Татьяна Горячева тоже любила Ефремова, носила ему чай, обихаживала его и была ему нужна и очень полезна, теперь она работает помощником Смелянского в Школе-студии МХАТа, конечно, не секретарем, а именно помощником, и, наверное, служит ему верно и искренне.
Ирина Григорьевна – она сменила на этом месте Ольгу Сергеевну Бокшанскую, которую увековечил Булгаков в «Театральном романе» в образе Поликсены Торопецкой, – сумела из своей скромной должности сотворить целостный мир, и ее положение во МХАТе было очень высоким. МХАТ был ее жизнью. Она понимала, что такое драма нереализованности творческих сил актера, в чем заключается проза закулисной жизни, досконально знала все, что происходит в театре, и Ефремов очень прислушивался к ней. Когда хотела, могла с чувством юмора вносить отрезвляющие поправки в его решения. Короче – она была мудра. Вышколенная, всегда подтянутая, идеальный сотрудник театра и крупный человек. Когда я писал книгу о Степановой, Ефремов разрешил мне познакомиться с протоколами художественных советов начиная с 1949 года, которые хранились у Ирины Григорьевны. В музей тогда они еще не были сданы. Я приходил в театр к 11 утра и почти целый день, вызывая любопытство окружающих, читал все эти бумаги, блистательно записанные Егоровой (она вела протоколы заседаний). Сидя за маленьким неудобным столиком напротив Ирины Григорьевны, я невольно становился свидетелем всех перипетий мхатовской жизни.
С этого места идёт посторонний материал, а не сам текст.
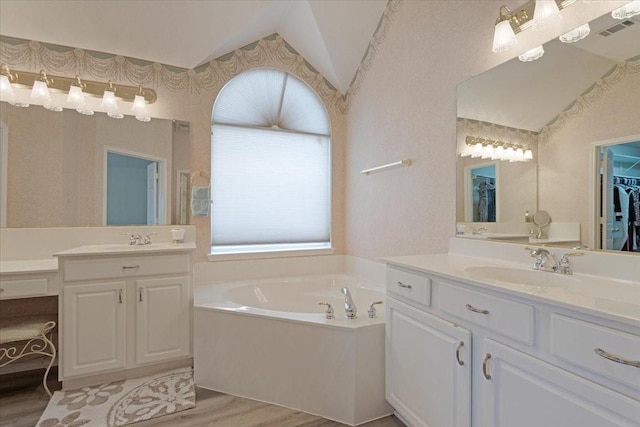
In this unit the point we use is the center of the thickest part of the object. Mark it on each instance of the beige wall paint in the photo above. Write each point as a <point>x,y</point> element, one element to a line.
<point>406,108</point>
<point>565,158</point>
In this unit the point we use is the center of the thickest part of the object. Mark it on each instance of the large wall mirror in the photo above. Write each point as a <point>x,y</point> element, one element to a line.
<point>565,106</point>
<point>61,169</point>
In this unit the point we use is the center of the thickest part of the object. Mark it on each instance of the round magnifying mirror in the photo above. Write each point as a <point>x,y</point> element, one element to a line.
<point>541,218</point>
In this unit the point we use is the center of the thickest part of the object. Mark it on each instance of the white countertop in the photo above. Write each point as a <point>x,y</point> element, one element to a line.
<point>27,266</point>
<point>125,249</point>
<point>617,300</point>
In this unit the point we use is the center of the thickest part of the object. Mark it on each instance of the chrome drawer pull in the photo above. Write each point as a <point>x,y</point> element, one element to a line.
<point>460,361</point>
<point>600,352</point>
<point>485,367</point>
<point>476,310</point>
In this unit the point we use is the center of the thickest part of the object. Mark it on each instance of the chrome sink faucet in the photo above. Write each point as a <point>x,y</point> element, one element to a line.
<point>350,308</point>
<point>478,230</point>
<point>542,256</point>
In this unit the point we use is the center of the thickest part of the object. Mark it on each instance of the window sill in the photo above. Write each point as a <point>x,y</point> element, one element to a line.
<point>276,253</point>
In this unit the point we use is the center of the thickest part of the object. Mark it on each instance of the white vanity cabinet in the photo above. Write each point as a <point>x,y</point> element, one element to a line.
<point>123,311</point>
<point>532,363</point>
<point>428,363</point>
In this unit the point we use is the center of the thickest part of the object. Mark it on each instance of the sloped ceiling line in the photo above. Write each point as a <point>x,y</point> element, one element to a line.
<point>378,37</point>
<point>34,55</point>
<point>596,91</point>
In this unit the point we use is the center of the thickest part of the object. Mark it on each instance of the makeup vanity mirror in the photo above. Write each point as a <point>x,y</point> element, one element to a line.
<point>564,107</point>
<point>67,169</point>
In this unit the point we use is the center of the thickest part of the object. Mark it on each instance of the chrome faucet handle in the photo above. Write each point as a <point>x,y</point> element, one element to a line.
<point>133,238</point>
<point>147,238</point>
<point>564,266</point>
<point>329,312</point>
<point>372,309</point>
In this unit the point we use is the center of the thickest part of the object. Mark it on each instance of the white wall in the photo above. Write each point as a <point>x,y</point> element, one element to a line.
<point>406,107</point>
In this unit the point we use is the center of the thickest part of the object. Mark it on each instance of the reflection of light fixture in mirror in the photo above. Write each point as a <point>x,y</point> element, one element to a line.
<point>532,55</point>
<point>109,102</point>
<point>546,12</point>
<point>76,98</point>
<point>139,107</point>
<point>503,37</point>
<point>56,92</point>
<point>576,34</point>
<point>627,11</point>
<point>496,150</point>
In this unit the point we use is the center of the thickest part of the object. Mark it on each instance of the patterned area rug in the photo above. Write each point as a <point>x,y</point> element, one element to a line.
<point>122,402</point>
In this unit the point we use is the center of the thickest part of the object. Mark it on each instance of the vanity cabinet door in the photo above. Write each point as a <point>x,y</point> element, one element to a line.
<point>520,390</point>
<point>162,319</point>
<point>428,368</point>
<point>94,328</point>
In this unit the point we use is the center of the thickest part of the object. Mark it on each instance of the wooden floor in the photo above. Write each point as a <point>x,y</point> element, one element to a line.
<point>23,402</point>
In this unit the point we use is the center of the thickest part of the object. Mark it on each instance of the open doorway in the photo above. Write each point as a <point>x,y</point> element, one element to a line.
<point>134,189</point>
<point>619,196</point>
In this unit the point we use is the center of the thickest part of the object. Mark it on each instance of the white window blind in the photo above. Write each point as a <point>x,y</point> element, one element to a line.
<point>269,187</point>
<point>270,165</point>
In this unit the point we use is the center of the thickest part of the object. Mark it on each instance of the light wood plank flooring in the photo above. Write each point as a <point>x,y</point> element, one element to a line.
<point>23,403</point>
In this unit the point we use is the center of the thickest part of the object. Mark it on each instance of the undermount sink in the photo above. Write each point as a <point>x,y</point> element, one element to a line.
<point>520,276</point>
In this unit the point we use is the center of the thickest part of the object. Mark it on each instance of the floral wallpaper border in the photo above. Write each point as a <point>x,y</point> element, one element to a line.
<point>614,76</point>
<point>34,55</point>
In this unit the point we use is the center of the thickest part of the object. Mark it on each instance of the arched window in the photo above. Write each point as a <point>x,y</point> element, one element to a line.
<point>270,166</point>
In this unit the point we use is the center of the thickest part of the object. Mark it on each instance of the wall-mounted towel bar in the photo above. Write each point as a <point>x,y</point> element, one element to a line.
<point>405,162</point>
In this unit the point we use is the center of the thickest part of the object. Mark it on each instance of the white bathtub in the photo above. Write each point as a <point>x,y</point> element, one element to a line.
<point>269,340</point>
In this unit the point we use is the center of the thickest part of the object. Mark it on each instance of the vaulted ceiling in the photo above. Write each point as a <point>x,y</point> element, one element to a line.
<point>332,35</point>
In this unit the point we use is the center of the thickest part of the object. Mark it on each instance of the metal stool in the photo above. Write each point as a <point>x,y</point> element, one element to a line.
<point>33,330</point>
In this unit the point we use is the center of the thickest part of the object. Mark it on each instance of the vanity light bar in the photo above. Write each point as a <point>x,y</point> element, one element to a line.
<point>22,88</point>
<point>477,147</point>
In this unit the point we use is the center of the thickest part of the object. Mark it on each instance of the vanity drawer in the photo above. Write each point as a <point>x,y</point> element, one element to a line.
<point>23,288</point>
<point>409,286</point>
<point>509,318</point>
<point>117,267</point>
<point>579,342</point>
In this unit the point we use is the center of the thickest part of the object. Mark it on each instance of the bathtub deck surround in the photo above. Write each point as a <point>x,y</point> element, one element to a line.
<point>495,342</point>
<point>270,340</point>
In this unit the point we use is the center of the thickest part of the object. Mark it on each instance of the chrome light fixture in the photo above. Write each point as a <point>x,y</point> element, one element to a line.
<point>546,12</point>
<point>110,103</point>
<point>477,147</point>
<point>504,37</point>
<point>55,93</point>
<point>139,107</point>
<point>627,11</point>
<point>576,34</point>
<point>532,55</point>
<point>76,98</point>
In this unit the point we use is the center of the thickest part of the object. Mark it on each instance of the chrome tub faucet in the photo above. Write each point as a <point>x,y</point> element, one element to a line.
<point>350,308</point>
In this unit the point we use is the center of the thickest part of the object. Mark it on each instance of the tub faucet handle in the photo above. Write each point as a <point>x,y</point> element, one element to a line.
<point>329,312</point>
<point>372,309</point>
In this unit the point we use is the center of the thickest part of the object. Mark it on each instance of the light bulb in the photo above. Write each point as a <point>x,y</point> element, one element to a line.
<point>503,37</point>
<point>110,104</point>
<point>546,12</point>
<point>532,55</point>
<point>40,92</point>
<point>627,11</point>
<point>576,34</point>
<point>477,150</point>
<point>139,109</point>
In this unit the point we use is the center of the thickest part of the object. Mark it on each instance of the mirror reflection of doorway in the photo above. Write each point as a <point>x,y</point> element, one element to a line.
<point>619,196</point>
<point>133,190</point>
<point>482,193</point>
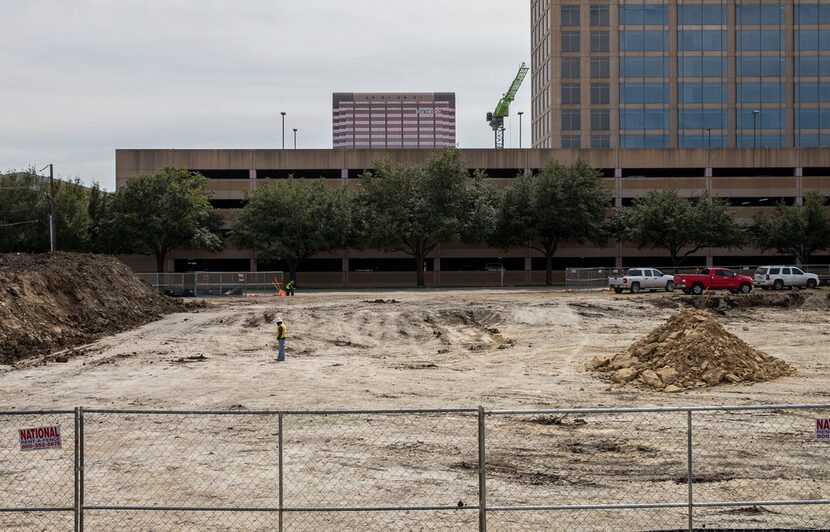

Ирина Григорьевна любила работать, а не «перетирать время». Она великолепно печатала на машинке, безукоризненно вежливо отвечала на все телефонные звонки, кто бы ни звонил, умело подсказывала, как себя вести с Ефремовым, тем, кто не пользовался его расположением. Мгновенно реагировала на все его «приливы» и «отливы», замечала все морщинки разочарования на лицах, все следы жизненной борьбы, хорошо понимая, как складывается личность человека, без которой нет и профессии.
Иностранных языков она не знала, но короткое сообщение могла прочесть на английском и французском. Любящие называли Ирину Григорьевну «Аришей». Семьи у нее не было, усталости она не знала и находилась в театре целыми днями – смотрела спектакли, следила, чтобы ни одно письмо Ефремову не осталось неотвеченным. По выражению ее лица можно было сразу догадаться, кого сегодня любит Ефремов. Она прошла большую школу мхатовской жизни. Когда-то до МХАТа работала в Комитете по Сталинским премиям, потом – секретарем Тарасовой, когда Алла Константиновна была директором театра, память у Ирины Григорьевны была исключительная.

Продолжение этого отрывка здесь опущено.